Nearly 85% of the 13.1 million acres the Trump administration is opening to coal leasing is private or state-owned and unlikely to be mined anytime soon, except for land adjacent to existing coal mines, analysts say.
The Bureau of Land Management on Wednesday published a full list and series of maps showing where the acres opening for coal leasing are, and more details appeared in a Federal Register public inspection notice.
About 11,079,400 acres of the 13.1 million opening for coal leasing are known as “split-estate,” in which the surface of the land is private or owned by a local government, but the underground minerals are federally owned. Most of that land is in North Dakota and eastern Montana.
Of the federal land opened to coal leasing, 1,959,000 acres are managed by Interior Department agencies, and 65,000 acres are managed by the US Army Corps of Engineers. The majority of that land is in Montana and Wyoming, with 200,000 acres in New Mexico, 100,000 in Colorado, and 29,000 in Utah.
Some of the land is near Zion, Bryce Canyon, and Capitol Reef national parks in Utah, and Dinosaur National Monument in Colorado.
The plan to open the new land to coal leasing, announced Monday, comes as President Donald Trump moves to bolster the fossil fuels industry to help meet growing electricity needs. It’s not yet known whether Trump will be successful in his effort to revive the industry, which faced strong headwinds from prior administrations seeking to curb greenhouse gas emissions from the sector due to climate change.
Split-estate ownership “seems to make the opportunity less valuable” for coal companies in part because they would have to work with multiple private land owners and deal with different restrictions on development in order to build a mine, said Ian Lange, an economics professor at the Colorado School of Mines.
In Utah, “our coal operators now have more options to develop that coal to respond to increasing demands for low-cost, dispatchable, coal-fired electricity,” said Brian Somers, president of the Utah Mining Association.
The National Mining Association expects “significant interest” in “new leasing opportunities” amid soaring demand for electricity, said Conor Bernstein, the association’s vice president of communications.
“Where companies focus their leasing is going to be specific to the plans of each individual company,” he said.
Market Interest
Most coal company interest in that land will likely be near existing coal mines, but there is little market interest in developing new mines in regions where coal isn’t already being produced, Lange said.
Some companies may lease federal lands far from existing coal mines and then hold onto it, but it’s unlikely to be developed anytime soon, he said.
“They might lease something for the optionality for future production, but not necessarily with future plans,” Lange said.
Environmental groups and attorneys, which are likely to sue to halt coal mining expansion on federal lands, say they don’t expect the coal industry to gain much of a foothold despite Trump’s agenda to reignite domestic coal production.
“It would be extraordinary even in these times to see a coal mining company make the really significant investment needed to build a coal mine from scratch,” said Jenny Harbine, managing attorney at Earthjustice, a nonprofit law firm representing environmental interests.

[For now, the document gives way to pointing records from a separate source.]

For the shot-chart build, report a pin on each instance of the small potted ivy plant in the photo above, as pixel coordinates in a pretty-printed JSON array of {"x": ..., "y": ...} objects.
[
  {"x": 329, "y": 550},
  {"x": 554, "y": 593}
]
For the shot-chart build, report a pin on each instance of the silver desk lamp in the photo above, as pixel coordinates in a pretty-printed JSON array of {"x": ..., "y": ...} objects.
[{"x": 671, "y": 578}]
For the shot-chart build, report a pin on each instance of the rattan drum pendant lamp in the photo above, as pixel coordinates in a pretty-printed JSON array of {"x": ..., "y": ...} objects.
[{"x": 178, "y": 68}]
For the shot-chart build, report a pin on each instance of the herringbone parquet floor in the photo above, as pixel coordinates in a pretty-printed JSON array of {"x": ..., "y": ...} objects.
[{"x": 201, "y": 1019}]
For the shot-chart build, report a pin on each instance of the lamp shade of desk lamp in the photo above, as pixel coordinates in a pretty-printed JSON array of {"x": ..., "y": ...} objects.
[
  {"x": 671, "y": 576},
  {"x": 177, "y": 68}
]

She called the Trump administration’s plan to open 13 million acres to coal leasing little more than “bluster.”
“Ultimately, it’s a marketplace decision,” said John Leshy, a University of California College of the Law professor who served as Interior’s solicitor in the Clinton administration.
“I think it’s a safe bet that anyone interested in grabbing and trying to develop one of these leases—no matter how much subsidy and how little regulation the Administration promises—will surely calculate that they will have a fight on their hands if developing the lease poses threats to public lands that the American people hold dear,” he said.